9/05/2019

PARENTS : DIABETES? POORLY CONTROLLED


RESEARCH NATIONAL UNIVERSITY OF IRELAND : Diabetes with irregular sleep schedules that diverge from their internal body clocks may be at increased risk for dangerously high blood sugar, a small study suggests.

Much as jetting across time zones can force a person to wake-up, eat and work at times that can conflict with their body's idea of what time it is, so called social jet lag happens ''when social pressures like work or school cause people  to be active at times that conflict with their natural internal clock.

In the study, researchers measured social jet lag by tracking the degree of to which people followed one sleep schedule on work days and another on days off.

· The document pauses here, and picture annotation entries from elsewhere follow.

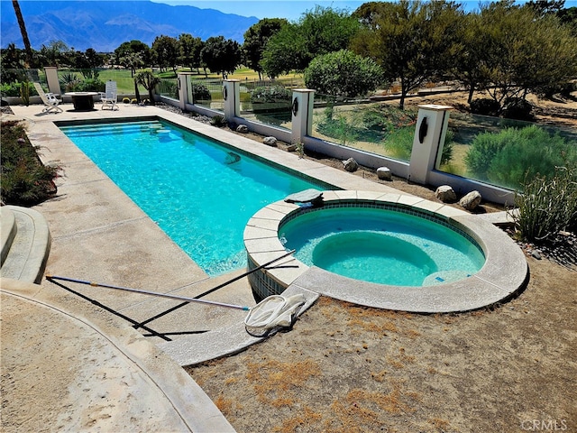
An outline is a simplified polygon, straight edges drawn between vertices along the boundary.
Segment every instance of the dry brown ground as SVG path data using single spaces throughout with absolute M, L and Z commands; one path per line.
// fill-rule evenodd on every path
M 567 104 L 543 106 L 575 124 Z M 416 315 L 321 298 L 289 332 L 188 371 L 239 432 L 577 431 L 577 272 L 527 262 L 527 287 L 490 309 Z

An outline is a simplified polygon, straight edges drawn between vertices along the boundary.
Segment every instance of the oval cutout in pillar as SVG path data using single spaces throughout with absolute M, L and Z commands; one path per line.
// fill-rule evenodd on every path
M 421 120 L 421 124 L 418 127 L 418 143 L 423 144 L 425 141 L 425 137 L 426 136 L 426 132 L 429 129 L 429 125 L 426 124 L 426 115 L 423 117 Z

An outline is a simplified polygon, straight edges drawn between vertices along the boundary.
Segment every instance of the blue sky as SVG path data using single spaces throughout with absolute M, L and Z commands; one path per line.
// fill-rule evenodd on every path
M 167 5 L 189 5 L 201 9 L 216 9 L 225 14 L 261 18 L 287 18 L 297 21 L 301 14 L 316 5 L 335 9 L 348 9 L 353 12 L 367 1 L 353 0 L 153 0 Z M 517 3 L 525 3 L 518 0 Z M 479 0 L 461 1 L 467 10 L 478 7 Z M 565 0 L 565 7 L 577 6 L 577 0 Z
M 297 21 L 307 11 L 316 5 L 335 9 L 348 9 L 351 12 L 366 2 L 345 0 L 153 0 L 167 5 L 188 5 L 201 9 L 216 9 L 225 14 L 261 18 L 287 18 Z

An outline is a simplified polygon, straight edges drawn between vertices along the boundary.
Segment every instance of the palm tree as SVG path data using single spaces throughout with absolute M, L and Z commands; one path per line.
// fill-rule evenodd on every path
M 20 32 L 22 33 L 22 40 L 24 42 L 24 50 L 26 51 L 26 67 L 30 67 L 32 62 L 32 49 L 30 45 L 30 40 L 28 39 L 28 32 L 26 32 L 26 24 L 24 23 L 24 18 L 22 16 L 22 11 L 20 10 L 20 5 L 18 0 L 12 0 L 12 5 L 14 6 L 14 12 L 16 13 L 16 19 L 18 20 L 18 25 L 20 26 Z

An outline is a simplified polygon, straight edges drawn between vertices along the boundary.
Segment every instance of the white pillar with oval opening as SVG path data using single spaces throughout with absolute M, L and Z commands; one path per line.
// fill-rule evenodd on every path
M 438 168 L 451 109 L 453 107 L 446 106 L 418 106 L 408 169 L 409 180 L 426 185 L 429 172 Z
M 303 143 L 304 138 L 313 131 L 313 108 L 315 90 L 295 88 L 292 92 L 292 130 L 291 142 Z
M 223 99 L 224 100 L 224 118 L 238 117 L 241 112 L 240 79 L 224 79 L 223 81 Z

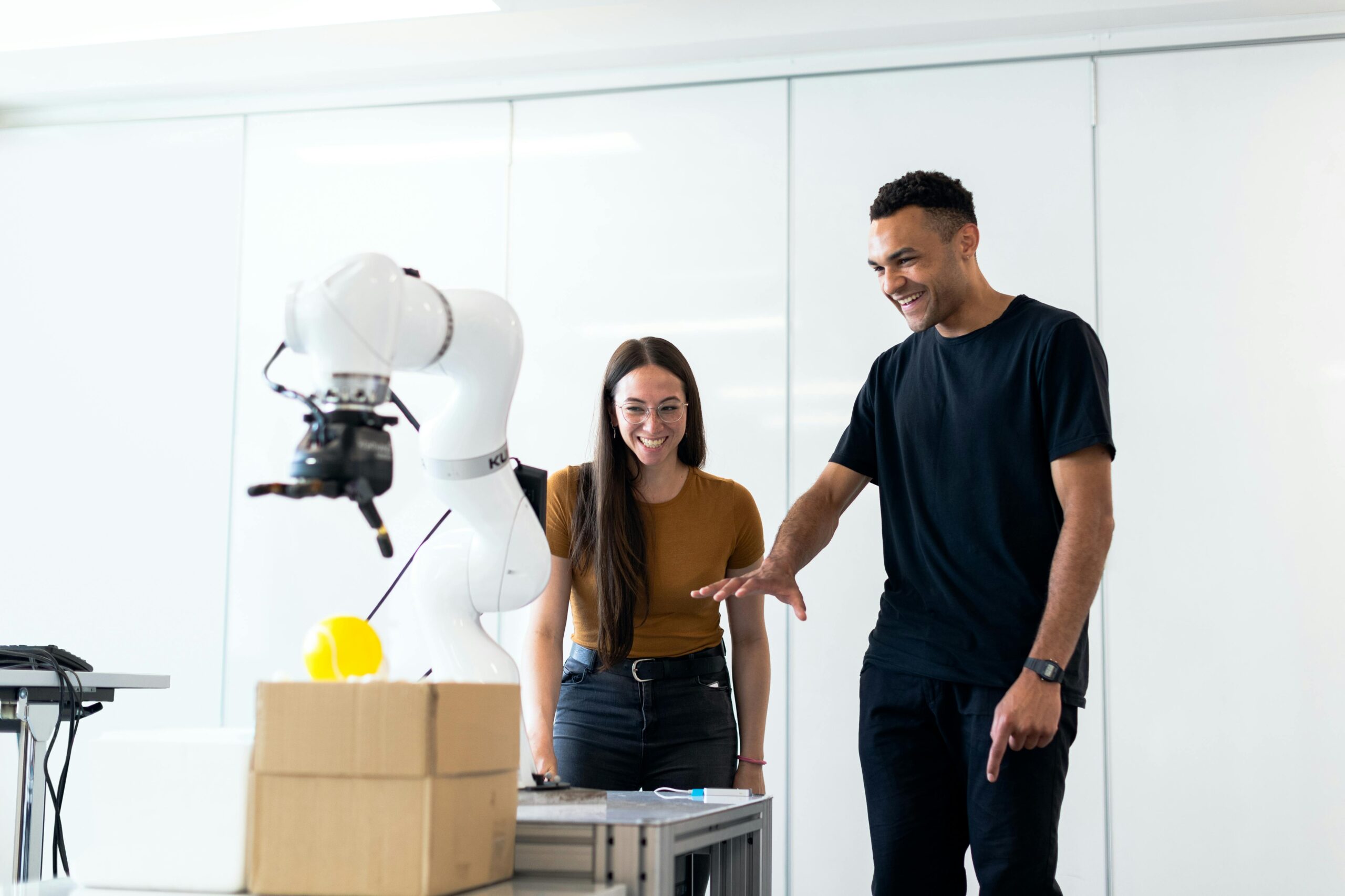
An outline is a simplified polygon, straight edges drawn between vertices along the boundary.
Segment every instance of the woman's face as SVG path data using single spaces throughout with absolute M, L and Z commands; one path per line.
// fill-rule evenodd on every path
M 672 462 L 677 446 L 686 435 L 686 390 L 682 380 L 663 367 L 638 367 L 621 377 L 613 390 L 609 419 L 621 441 L 646 466 Z M 663 416 L 675 416 L 668 423 Z M 643 419 L 639 419 L 643 415 Z M 635 418 L 635 419 L 632 419 Z

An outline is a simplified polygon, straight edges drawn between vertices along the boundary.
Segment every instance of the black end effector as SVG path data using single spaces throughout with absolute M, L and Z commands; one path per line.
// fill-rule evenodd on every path
M 373 411 L 338 410 L 307 414 L 308 431 L 295 449 L 289 482 L 249 486 L 247 494 L 281 494 L 289 498 L 347 497 L 359 506 L 369 525 L 378 532 L 378 549 L 393 556 L 374 497 L 393 486 L 393 438 L 386 427 L 395 416 Z

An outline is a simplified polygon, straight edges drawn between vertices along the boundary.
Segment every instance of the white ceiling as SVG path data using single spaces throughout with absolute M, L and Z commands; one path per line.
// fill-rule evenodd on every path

The study team found that diabetics who had social jet lag of more than 90 minutes tended to have higher blood sugar than their counterparts who didn't experience as much variation in their bedtimes and wakeup times on work days and non-work days.

''A general piece of advice, not only for patients with diabetes but for everyone, is to try to live our lives in harmony with our circadian clock as much as possible,'' said Andrew Coogan, senior author of the study and a researcher at the National University of Ireland, Maynooth.

''Unfortunately for many this is very difficult,'' Coogan said by email.
''If we have to be at work for 8.30 am and have an hour to commute, then we simply have to get up at 7 a.m., although at the weekend we might not wake until after 9 a.m.''

Some previous research has linked what's known as an evening chronotype - or a preference for being awake late at night - with an increased risk of poor blood sugar control with diabetes, researchers note in Sleep Medicine.

All the patients in the current study in the current study had type 2 Diabetes, which is associated with obesity and ageing and happens when the body can;t properly use or make enough of the hormone insulin to convert blood sugar into energy.

Almost two-thirds of the patients were obese, and one in four were had severe obesity. Half of them had lived with diabetes for at least seven years.

At the start of the study, many of the participants had poorly controlled diabetes based on  blood tests  that show the percentage of hemoglobin ' a molecule : on red blood cells] that is coated with sugar.

These so-called hemoglobin AIc levels reflect average blood sugar levels over two or three months. Readings above 6.5 signal diabetic, and and half of the patients in the study had readings of at least 6.9 which is considered poorly controlled blood sugar. [Agencies].